ほどなくして、あっ、と黒蜜が声を上げた。
「センパイ!見てください」
黒蜜が指さしたのは、電柱に張られたボロボロのチラシだった。だいぶ傷んでいるが、辛うじて『ドットメータウン店・新装開店!』と読み取れる。
「ドットメー……それが、ここの名前かな」
「ぽいっすよね。リル、どうっすか?」
「ちょっと待っておくれ……あった、ドットメータウン。うん、地理的にも間違ってなさそうだ」
リルが地図を指差す。プレジョンの端の方に、小さくここの名前が記されていた。
「そして、目的のピップスポットはここだよ」
二町ほど隣の場所を、リルの指がトントンと叩く。
「思ったより距離は離れていないよ。タクシーでじゅうぶん行けるね」
「おお、ラッキーだったな。すぐにでも向かえる、が……」
そこまで言って口をつぐんだ。さっきのカーチェイスのせいで、みんな疲れ果てている。
「……今日はもう休んで、明日にしようか」
「さんせ〜い……」
「それで、結局こうなるんだな……」
俺はでっかいベッドの上であぐらをかきながら、ぐるぐる回る部屋を眺めていた。正確には、回っているのはベッドの方だが。
「きゃははは!すごーい、このベッド回るよ!」
「こっちはミラーボールがありますよ。場末感満載ですね」
「あれ、ユキ?どうしたんだい?」
「……なんでもないよ、リル。慣れってのは怖いもんだな」
俺たちはまたもやそういうホテルに押しかけていた。ここはフロントに人がいなくて助かった……
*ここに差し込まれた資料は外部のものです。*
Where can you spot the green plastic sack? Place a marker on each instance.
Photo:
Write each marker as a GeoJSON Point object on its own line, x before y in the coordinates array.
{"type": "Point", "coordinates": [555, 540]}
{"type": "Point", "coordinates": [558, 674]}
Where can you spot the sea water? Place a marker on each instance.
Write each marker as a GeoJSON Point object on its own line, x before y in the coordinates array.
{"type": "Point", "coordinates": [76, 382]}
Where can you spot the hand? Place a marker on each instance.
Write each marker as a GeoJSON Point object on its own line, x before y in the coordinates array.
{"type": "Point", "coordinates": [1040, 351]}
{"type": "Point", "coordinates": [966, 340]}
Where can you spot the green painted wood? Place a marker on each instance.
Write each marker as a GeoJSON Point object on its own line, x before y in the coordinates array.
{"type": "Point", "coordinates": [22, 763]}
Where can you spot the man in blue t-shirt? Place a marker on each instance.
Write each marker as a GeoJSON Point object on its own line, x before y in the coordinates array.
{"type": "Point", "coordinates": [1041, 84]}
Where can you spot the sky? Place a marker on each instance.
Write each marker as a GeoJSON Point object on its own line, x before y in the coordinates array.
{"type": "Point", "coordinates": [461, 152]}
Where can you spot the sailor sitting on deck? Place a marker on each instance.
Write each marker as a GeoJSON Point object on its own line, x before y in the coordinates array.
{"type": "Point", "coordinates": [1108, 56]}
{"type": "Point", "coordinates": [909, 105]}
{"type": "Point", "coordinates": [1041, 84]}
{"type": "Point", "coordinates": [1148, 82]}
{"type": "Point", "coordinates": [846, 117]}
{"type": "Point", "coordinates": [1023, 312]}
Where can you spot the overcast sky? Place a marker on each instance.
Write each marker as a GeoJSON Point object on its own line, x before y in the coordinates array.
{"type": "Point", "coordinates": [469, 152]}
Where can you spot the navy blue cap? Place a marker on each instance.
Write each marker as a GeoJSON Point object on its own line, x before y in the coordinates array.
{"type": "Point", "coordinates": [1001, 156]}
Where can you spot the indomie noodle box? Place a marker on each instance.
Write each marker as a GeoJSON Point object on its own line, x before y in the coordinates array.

リルは近くの引き出しをガラッと開けると、中をしげしげと眺めた。
「すごいなコレ。どう使うのかさっぱりわからないよ」
「……頼むから、大人しくしてくれないか」
「ははは。君からすると悩ましい空間かな?」
「別に、いつもと変わらないよ。だからきみも普段通りにしてくれ」
「ん、わかった。実は少し緊張していたんだ」
リルはパタンと引き出しを閉めると、ベッドにぼすっと寝っ転がった。
「くくく。緊張だなんて、リルも可愛いとこがあるじゃないか」
「ふふ、言うね。そういう君はずいぶんと手慣れてるみたいだけど」
「そうだなぁ。初めてではないからかな」
「は?」
答えたのはリルじゃない。黒蜜だ。
「センパイ、今のどういう意味っすか?」
「え。いや、言葉通りで……」
「だから、どういう意味ですか。誰と来たんすか。ていうかいつですか」
「く、黒蜜?顔が怖いぞ?」
「……あーあ、ユキ。地雷踏んだね」
リルがさも面白そうにくつくつと笑う。
「リル、分かってるなら助けてくれよ!」
「さあ?私にはさっぱりわからないな」
「く……」
「センパイ!今ウチが話してるんすけど!」
「ひぃ!」
な、なぜこんな目に……誰か助けてくれぇ!
結局黒蜜のツノが引っ込んだのは、その日の深夜になってからだった。